Plains Midstream, the owner of a pipeline that leaked nearly half a million litres of oil into Red Deer River in 2012, is facing charges from the province for failing to report the leak. It also faces charges under the federal Fisheries Act for contaminating the river.
The law requires pipeline owners to report leaks, as well as comply with provincial rules regarding pipe inspection frequency. The Alberta Energy Regulator (AER), the province’s energy watchdog, released a report earlier this year detailing Plains Midstream’s shortcomings. The regulator criticized the company for failing to inspect the Rangeland pipeline often enough, not heeding government warnings, and failing to take appropriate measures to mitigate hazards once the leak occurred.
Plains Midstream also experienced a pipeline leak in 2011 into Alberta’s Peace River, with nine times the amount of oil spilled as that of the Red Deer leak.
The spill occurred at a weld in the pipe in Jackson Creek, which flows into the Red Deer River. Heavy rainfall and increased water flow eroded the riverbed around the pipe, leading to the leak.

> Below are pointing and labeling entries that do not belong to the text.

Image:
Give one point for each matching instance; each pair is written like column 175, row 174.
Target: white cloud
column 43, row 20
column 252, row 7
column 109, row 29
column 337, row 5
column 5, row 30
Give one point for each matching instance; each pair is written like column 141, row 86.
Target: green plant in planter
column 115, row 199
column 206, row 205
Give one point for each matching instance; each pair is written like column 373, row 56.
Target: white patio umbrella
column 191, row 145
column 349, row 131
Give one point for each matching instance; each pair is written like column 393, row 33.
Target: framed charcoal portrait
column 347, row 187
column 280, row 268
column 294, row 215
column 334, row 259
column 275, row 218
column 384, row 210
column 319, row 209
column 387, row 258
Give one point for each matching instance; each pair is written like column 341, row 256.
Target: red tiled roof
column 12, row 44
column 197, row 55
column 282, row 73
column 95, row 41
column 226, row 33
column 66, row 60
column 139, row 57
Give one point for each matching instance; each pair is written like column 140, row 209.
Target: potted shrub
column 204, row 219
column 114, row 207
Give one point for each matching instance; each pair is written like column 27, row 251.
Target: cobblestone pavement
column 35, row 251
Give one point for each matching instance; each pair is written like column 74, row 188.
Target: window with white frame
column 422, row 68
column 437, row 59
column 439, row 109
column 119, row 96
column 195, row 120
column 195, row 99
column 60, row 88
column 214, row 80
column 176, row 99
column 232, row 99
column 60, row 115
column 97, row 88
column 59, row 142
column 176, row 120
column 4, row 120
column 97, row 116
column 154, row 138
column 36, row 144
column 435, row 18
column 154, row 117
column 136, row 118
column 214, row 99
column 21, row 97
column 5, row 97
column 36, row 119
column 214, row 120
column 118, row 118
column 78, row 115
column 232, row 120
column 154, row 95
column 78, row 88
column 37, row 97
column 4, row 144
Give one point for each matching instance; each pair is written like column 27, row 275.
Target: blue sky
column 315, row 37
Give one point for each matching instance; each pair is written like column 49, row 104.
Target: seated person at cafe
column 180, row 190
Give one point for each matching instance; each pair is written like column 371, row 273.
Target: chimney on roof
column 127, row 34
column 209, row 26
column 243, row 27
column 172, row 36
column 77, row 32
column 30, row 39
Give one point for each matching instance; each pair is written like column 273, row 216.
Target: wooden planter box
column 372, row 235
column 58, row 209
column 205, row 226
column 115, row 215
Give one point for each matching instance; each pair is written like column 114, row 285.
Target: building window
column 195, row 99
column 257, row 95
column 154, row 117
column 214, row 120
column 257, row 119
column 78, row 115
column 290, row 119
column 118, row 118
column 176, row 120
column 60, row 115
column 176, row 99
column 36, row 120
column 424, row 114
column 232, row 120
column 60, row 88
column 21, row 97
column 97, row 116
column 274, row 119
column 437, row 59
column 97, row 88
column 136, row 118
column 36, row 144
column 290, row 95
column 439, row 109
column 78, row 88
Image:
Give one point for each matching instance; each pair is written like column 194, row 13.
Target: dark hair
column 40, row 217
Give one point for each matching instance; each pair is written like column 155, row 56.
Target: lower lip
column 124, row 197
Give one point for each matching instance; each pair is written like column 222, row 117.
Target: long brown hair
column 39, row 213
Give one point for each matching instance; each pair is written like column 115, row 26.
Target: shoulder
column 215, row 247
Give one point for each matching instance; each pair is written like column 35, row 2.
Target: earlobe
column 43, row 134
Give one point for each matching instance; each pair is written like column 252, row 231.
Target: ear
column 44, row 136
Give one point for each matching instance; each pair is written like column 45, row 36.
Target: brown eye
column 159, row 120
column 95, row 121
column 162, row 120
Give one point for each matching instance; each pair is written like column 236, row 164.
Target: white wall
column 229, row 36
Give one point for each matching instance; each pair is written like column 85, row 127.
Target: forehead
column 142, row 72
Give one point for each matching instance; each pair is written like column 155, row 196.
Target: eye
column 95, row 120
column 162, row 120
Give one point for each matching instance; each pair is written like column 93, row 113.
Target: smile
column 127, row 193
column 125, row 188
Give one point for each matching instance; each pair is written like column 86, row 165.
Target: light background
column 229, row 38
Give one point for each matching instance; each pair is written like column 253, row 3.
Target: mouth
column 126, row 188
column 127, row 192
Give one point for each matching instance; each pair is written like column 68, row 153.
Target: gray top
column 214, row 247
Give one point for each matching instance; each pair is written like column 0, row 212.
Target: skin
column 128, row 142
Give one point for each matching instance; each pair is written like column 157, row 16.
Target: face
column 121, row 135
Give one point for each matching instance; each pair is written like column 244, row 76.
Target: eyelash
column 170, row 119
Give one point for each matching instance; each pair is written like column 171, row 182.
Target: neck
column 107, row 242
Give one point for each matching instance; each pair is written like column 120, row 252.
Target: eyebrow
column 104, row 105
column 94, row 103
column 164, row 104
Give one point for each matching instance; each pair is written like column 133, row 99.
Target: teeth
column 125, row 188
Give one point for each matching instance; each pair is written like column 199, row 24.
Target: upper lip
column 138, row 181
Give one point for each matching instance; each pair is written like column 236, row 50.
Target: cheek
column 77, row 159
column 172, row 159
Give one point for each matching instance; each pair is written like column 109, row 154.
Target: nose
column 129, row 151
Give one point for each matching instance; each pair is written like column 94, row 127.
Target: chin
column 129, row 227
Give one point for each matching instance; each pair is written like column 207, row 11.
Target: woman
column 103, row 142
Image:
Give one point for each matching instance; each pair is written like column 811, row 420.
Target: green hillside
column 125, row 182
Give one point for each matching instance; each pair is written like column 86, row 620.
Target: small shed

The affected region included wilderness and protected areas used for camping, hunting, and fishing. The city of Red Deer is downstream, as is the Gleniffer reservoir, which was temporarily shut to boaters and fishers while measures were taken to clean up the spill. Traces of oil also appeared in places such as the Butcher Creek Natural Area.
Area residents have voiced concern that the Alberta government hasn’t done enough to protect the Eastern Slopes watershed.
“All I can say it’s a wake-up call,” said Colin Kure, one of the first farmers near the river to report the spill, to the Calgary Herald. He acknowledged that the charges are a positive step, but isn’t confident there won’t be more spills in the future.
The AER is also unsure of the ability of Plains Midstream to maintain operations within the province. “We need to be convinced that they can continue to operate safely in Alberta,” said regulator spokesman Darin Barter to the CBC. “We are not convinced that can be done right now.”